Some people say they choose their careers and will easily tell you why. However, Michael suggests that a career in nursing chose him. He was born into a family that required annual ICU visits and weekly home health nursing visits. The home health nurses would teach him basic nursing skills like medication management, nasogastric tube feedings, advocating, and education. For the majority of the week it was Michael’s responsibility to care for both his brothers and mother.
Michael admits that it was a struggle to accept his calling in nursing because of the stigma which surrounds this female-dominated field. He first decided on a career in physical therapy, but quickly realized that he needed a more hands on approach to the complete patient and not just their physical limitations. Again, nursing came to the forefront of his mind. However, Michael applied to a physician assistant (PA) program in Las Vegas. After being accepted he and his wife traveled to Colorado to visit family.
While in town visiting family, he passed the Anschutz Medical Campus on the way to his sister-in-laws and looked up the degree offerings. Again nursing was an option, but Michael struggled with the question “Do I want to go into nursing?” The number of male nurses, although growing, is low, and he had already been accepted into PA school. After meeting with Connie Franklin at the College of Nursing and discussing the intriguing world of nursing, he inquired about the application process. With just days until the deadline and all the necessary items (except for a letter) to apply, Michael finally overcame the stigma of male nursing and applied to the BS-Nursing program.
Michael wants to work in the Cardiothoracic ICU and eventually go back to school and earn a Doctorate degree in Nursing Anesthesia and become a Certified Registered Nurse Anesthetists (CRNA). While CRNAs have less patient interaction compare to other advanced practice areas Michael admits that it’s not the interaction, but the care for patients that are considered most vulnerable that attracted him to this particular field of nursing.

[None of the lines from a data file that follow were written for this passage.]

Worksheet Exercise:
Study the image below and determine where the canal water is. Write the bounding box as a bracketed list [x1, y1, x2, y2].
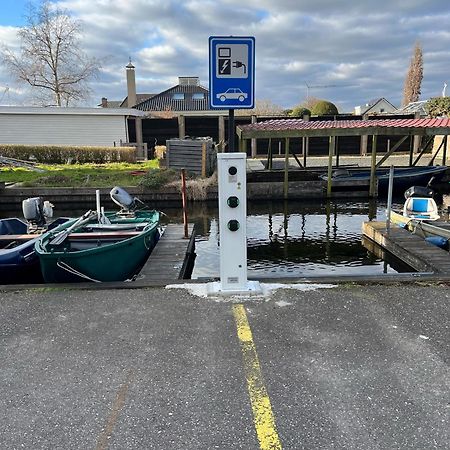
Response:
[160, 199, 412, 279]
[0, 199, 412, 279]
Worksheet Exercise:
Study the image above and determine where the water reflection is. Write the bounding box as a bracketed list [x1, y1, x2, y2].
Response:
[185, 201, 409, 278]
[0, 199, 410, 278]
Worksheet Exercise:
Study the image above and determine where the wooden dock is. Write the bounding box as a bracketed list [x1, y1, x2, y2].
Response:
[136, 224, 195, 283]
[362, 222, 450, 275]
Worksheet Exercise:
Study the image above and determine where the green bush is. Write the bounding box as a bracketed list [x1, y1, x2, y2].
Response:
[289, 105, 311, 117]
[425, 97, 450, 117]
[139, 169, 180, 189]
[0, 144, 136, 164]
[311, 100, 339, 116]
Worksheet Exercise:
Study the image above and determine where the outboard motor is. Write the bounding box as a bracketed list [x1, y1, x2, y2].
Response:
[109, 186, 137, 214]
[22, 197, 53, 233]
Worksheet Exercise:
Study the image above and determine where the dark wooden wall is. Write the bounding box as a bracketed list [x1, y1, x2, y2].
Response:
[128, 114, 414, 156]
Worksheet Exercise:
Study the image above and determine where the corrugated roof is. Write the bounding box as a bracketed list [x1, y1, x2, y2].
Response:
[243, 119, 450, 131]
[135, 84, 211, 111]
[237, 119, 450, 139]
[119, 94, 157, 108]
[0, 106, 144, 117]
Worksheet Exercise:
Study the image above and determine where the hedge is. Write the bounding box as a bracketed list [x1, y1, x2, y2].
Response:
[0, 144, 136, 164]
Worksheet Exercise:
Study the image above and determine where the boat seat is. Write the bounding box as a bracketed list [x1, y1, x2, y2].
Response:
[403, 197, 439, 220]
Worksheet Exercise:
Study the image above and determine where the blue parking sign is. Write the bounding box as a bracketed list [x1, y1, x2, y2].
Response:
[209, 36, 255, 109]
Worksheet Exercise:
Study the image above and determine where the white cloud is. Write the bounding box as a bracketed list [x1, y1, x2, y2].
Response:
[0, 0, 450, 111]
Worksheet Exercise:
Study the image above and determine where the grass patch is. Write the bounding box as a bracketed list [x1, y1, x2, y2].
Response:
[0, 160, 159, 187]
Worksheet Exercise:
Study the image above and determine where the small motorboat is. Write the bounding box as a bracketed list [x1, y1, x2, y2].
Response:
[35, 187, 160, 283]
[403, 183, 439, 221]
[0, 197, 69, 284]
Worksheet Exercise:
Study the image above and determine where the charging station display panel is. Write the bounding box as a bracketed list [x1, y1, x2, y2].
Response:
[217, 153, 247, 290]
[209, 36, 255, 109]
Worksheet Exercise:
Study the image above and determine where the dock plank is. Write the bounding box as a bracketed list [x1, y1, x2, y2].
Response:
[362, 222, 450, 274]
[139, 224, 195, 282]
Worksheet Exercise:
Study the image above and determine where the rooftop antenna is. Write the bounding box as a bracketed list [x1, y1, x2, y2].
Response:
[0, 86, 9, 103]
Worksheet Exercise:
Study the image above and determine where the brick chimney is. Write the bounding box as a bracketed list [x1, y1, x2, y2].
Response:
[126, 59, 137, 108]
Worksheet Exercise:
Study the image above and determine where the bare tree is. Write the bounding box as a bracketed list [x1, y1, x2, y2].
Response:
[2, 1, 100, 106]
[402, 42, 423, 106]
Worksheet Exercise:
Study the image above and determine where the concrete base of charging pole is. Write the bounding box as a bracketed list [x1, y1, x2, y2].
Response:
[207, 281, 263, 297]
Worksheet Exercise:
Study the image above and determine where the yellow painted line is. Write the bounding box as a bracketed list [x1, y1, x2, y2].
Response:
[233, 305, 282, 450]
[95, 370, 134, 450]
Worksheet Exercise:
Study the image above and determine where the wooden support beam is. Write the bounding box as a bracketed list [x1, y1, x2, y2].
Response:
[251, 115, 257, 158]
[413, 136, 434, 166]
[369, 135, 378, 197]
[442, 135, 448, 166]
[428, 139, 444, 166]
[327, 136, 336, 197]
[219, 116, 225, 152]
[283, 138, 289, 200]
[178, 115, 186, 139]
[202, 142, 206, 178]
[291, 152, 303, 169]
[239, 139, 248, 153]
[334, 137, 339, 167]
[267, 138, 272, 170]
[376, 136, 408, 168]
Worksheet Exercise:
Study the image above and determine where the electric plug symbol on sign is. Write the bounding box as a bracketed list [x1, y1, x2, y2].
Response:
[209, 36, 255, 109]
[216, 44, 248, 78]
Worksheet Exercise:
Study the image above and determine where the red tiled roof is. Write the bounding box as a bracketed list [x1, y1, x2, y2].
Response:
[239, 119, 450, 132]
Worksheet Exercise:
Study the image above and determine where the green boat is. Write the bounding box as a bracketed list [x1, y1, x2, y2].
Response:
[35, 210, 160, 283]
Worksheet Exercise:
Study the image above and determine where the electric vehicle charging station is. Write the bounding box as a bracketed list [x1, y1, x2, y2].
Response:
[208, 153, 261, 295]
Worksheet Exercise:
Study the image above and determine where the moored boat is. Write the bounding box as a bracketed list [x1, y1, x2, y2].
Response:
[0, 197, 69, 284]
[35, 188, 160, 283]
[321, 166, 447, 191]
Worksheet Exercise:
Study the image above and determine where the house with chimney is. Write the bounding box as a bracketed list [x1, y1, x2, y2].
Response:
[98, 61, 228, 158]
[355, 97, 397, 116]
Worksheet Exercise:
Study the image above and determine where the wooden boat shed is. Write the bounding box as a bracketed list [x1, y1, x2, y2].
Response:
[236, 118, 450, 198]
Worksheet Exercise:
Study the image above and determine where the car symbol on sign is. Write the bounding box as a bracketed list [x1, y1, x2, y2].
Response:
[216, 88, 247, 102]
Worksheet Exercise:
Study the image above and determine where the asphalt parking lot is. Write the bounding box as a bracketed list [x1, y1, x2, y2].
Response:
[0, 284, 450, 449]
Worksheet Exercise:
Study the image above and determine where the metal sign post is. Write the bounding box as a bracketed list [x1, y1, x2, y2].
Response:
[209, 36, 255, 153]
[208, 36, 261, 294]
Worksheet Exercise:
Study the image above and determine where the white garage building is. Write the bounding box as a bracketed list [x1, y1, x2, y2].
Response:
[0, 106, 144, 147]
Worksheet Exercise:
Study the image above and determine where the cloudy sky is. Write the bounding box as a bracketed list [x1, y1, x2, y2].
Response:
[0, 0, 450, 112]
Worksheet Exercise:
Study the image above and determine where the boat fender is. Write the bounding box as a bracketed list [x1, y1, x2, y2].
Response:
[425, 236, 449, 250]
[109, 186, 135, 210]
[22, 197, 45, 226]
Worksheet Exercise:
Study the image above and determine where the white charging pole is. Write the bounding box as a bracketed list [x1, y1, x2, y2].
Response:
[208, 153, 261, 294]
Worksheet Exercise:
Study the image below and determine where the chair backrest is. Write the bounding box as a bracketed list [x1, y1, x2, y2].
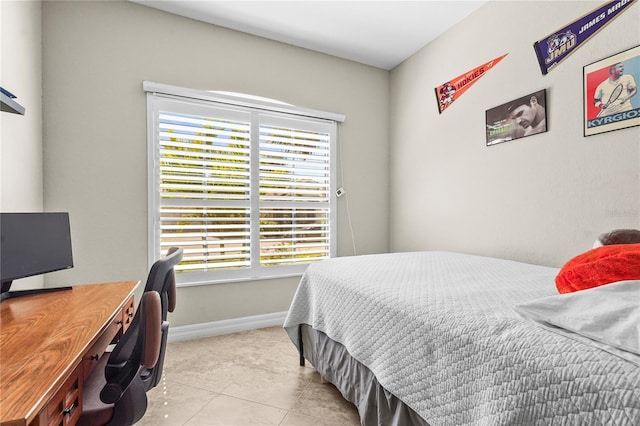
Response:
[141, 247, 183, 390]
[79, 291, 162, 426]
[144, 247, 183, 321]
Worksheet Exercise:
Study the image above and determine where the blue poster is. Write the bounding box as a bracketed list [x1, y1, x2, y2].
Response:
[533, 0, 637, 74]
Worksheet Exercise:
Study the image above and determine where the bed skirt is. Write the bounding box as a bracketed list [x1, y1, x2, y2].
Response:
[286, 324, 429, 426]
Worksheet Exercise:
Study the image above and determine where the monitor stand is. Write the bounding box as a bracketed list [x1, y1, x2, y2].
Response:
[0, 281, 71, 302]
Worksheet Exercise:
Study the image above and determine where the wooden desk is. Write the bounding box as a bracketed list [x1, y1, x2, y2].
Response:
[0, 281, 138, 426]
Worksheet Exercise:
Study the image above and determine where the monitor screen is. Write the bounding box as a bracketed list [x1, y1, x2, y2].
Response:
[0, 213, 73, 287]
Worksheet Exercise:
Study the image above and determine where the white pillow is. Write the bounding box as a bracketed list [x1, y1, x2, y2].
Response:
[513, 280, 640, 365]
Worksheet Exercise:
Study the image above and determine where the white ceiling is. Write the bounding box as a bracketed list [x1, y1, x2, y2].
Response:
[130, 0, 486, 70]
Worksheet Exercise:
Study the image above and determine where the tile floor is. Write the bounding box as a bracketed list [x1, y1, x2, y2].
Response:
[137, 327, 360, 426]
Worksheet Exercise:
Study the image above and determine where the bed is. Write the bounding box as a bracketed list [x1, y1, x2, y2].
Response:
[284, 251, 640, 425]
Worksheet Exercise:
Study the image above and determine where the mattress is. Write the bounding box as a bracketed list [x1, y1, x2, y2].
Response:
[284, 252, 640, 425]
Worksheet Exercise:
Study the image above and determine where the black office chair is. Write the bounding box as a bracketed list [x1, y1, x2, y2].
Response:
[78, 291, 162, 426]
[141, 247, 183, 390]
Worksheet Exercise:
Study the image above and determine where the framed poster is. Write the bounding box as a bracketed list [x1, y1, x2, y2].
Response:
[486, 89, 547, 146]
[582, 46, 640, 136]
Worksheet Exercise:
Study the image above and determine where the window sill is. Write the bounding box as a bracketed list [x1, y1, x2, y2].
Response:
[176, 272, 303, 288]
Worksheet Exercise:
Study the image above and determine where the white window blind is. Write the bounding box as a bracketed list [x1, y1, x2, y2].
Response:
[148, 84, 336, 284]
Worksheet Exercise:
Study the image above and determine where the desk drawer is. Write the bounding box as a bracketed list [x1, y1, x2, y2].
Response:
[36, 365, 82, 426]
[82, 315, 122, 379]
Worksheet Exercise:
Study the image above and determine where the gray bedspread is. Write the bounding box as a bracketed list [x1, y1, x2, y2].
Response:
[284, 252, 640, 425]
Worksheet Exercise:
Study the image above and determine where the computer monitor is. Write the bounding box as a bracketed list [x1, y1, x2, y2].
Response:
[0, 213, 73, 301]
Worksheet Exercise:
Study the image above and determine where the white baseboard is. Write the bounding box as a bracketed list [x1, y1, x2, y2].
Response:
[167, 311, 287, 342]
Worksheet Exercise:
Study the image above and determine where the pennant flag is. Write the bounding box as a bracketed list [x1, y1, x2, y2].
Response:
[533, 0, 637, 75]
[436, 53, 508, 114]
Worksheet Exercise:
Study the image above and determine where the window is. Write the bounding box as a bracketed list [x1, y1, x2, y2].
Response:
[145, 82, 344, 284]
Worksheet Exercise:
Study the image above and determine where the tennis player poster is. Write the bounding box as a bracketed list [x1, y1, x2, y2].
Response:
[583, 46, 640, 136]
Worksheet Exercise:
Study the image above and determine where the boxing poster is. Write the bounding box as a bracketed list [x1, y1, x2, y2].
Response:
[533, 0, 637, 75]
[486, 89, 547, 146]
[583, 46, 640, 136]
[436, 53, 507, 114]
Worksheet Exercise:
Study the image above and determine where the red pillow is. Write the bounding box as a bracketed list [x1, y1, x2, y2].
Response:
[556, 244, 640, 293]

Prior to committing to a career in nursing, Michael worked as a personal trainer. He mostly worked with healthy people, but was interested in how nutrition and medical history affected his clients. Especially after his wife (Alisha) developed preeclampsia while pregnant with their daughter. Her doctor told her to exercise, but Michael did not feel confident or comfortable in creating an exercise program for her and realized that there was a gap in care for patients related to exercise and healthcare. In order to solve this problem Michael created a software application related to his work as a personal trainer, which assessed users’ individual health situations. It measured users’ complete medical history, nutrition status, and activity level. In creating the application, Jones academically researched medical history and created an equation he hoped would accurately represent users’ personal medical history. He then asked a physician friend to review his work, and in the end, his application was a success. The physician and Michael formalized the application into a business and after a few years Michael grew tired of the business world, and wanted to further his education in healthcare.
Now, as part of the College of Nursing, Michael is completing his traditional bachelor of science as one step toward his future goals. He is also the class representative for the Undergraduate Curriculum and Evaluation Committee (UCEC) and the newly appointed Vice President of Diversity for the Student Senate. He wants “to challenge everyone to be the best they can be” and “treat your patients as a person and not a number or disease.”